Adam Morrison steps into spotlight as No. 5 Gonzaga beats Stanford with College GameDay in town

Adam Morrison gets the crowd off their feet with one of several late 3-pointers against Stanford on Saturday, Feb. 11, 2006, in Spokane. (Brian Plonka / The Spokesman-Review)
By Steve Bergum The Spokesman-Review

Put Adam Morrison under bright lights on a big stage, and he usually comes up with a performance to rival his surroundings.

Such was the case again on Saturday when Gonzaga’s junior scoring sensation ambled confidently onto perhaps the biggest stage he has occupied all year and calmly dropped in 34 points to help the fifth-ranked Bulldogs turn back Stanford 80-76.

Morrison, a 6-foot-8 shooting guard, made 10 of 18 field goals – including 4 of 9 3-pointers – and scored 13 of GU’s last 14 points to cap another splendid performance that played out in front of a national television audience and a jazzed crowd of 6,000 that packed into the McCarthey Athletic Center, which had earlier served as the headquarters for ESPN’s College GameDay broadcast.

The non-conference win was the 11th in a row for the Zags (20-3), who also got 24 points and a game-high eight rebounds from senior center J.P. Batista, and raised their nation’s-longest home winning streak to 36.

“I don’t know what to say about Adam’s performance,” Bulldogs coach Mark Few said afterward. “I think it’s sad that we have come to expect those types of games from him every night, and wonder what’s wrong when he doesn’t deliver.

“He made some big plays, but he always seems to play big in big games.”

Morrison struggled at times to find open shots against Stanford’s extended zone defense. But he made every big one he took down the stretch, to reach the 30-point mark for the 10th time this season.

“Stanford did a good job of limiting my touches,” Morrison said. “In that zone, they were playing me real high and not letting me get the good looks. But come crunch time, I’m going to do whatever it takes to win.”

The Cardinal (12-9), a perennial Pacific-10 Conference power, used some torrid shooting to forge 43-38 halftime lead, and led 61-56 with 8:48 remaining. But the Bulldogs responded with an 11-3 run that put them ahead for good.

Sean Mallon scored six of his eight points during GU’s run and then turned things over to Morrison, who hit several difficult shots – including a baseline jump hook over three Cardinal defenders – in the final minutes.
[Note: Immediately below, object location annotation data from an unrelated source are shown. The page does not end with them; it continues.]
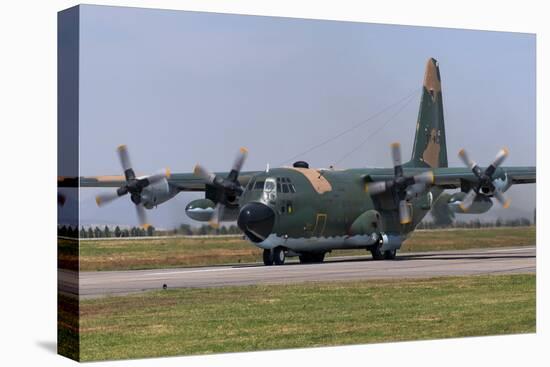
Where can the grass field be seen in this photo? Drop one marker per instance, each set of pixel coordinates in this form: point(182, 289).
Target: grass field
point(175, 252)
point(231, 319)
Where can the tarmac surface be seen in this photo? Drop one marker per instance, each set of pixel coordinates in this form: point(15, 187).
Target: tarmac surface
point(407, 265)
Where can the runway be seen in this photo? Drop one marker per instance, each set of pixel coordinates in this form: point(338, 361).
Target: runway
point(408, 265)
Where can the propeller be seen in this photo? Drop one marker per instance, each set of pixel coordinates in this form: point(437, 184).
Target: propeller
point(134, 185)
point(485, 179)
point(403, 188)
point(228, 188)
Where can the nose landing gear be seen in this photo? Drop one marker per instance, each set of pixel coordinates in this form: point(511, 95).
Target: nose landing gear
point(275, 256)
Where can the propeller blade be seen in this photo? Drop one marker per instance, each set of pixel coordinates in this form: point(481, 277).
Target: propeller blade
point(470, 163)
point(217, 216)
point(106, 198)
point(375, 188)
point(466, 159)
point(142, 216)
point(468, 200)
point(501, 156)
point(416, 190)
point(425, 178)
point(239, 160)
point(404, 213)
point(396, 157)
point(502, 199)
point(124, 157)
point(159, 176)
point(203, 173)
Stanford, which got 17 points from senior point guard Chris Hernandez, shot 58.6 percent (17 of 29) in the first half but cooled considerably after intermission when the Zags turned up the defensive pressure.

“I think we played too passive in the first half,” Few said. “Our team was caught up in the excitement of the game and everything that has been going on this week.”

Morrison, too, addressed his team’s lack of defensive resolve in the opening 20 minutes and said it was a halftime attitude adjustment that turned things around.

“You can’t have a team shoot 60 percent, especially not on your home floor,” he said. “There was nothing (we did) strategy-wise. We just needed to get stops.

“It’s a good sign for our team that we can actually buckle down and get some stops.”

It helped, as well, that Stanford made only 15 of 24 free throws.

“We shot, what, 62 percent from the free-throw line?” asked Hernandez, who sat for almost 8 minutes of the second half after picking up his fourth foul with 13:34 remaining. “If you’re going to come into the No. 5 team in the nation, on to their home court, you’re going to have to play flawless, and we didn’t have a flawless game. That’s why we didn’t win.”

Cardinal coach Trent Johnson was also disappointed with the way his team defended in the first half.

“I thought the first half was our best offensive production and execution at the start of a game this year,” he said. “But defensively, we were bad. They ran out on us in transition. This (Gonzaga) team is really skilled, but their speed and quickness is nothing like UCLA and Oregon in terms of transition, so that was disappointing.”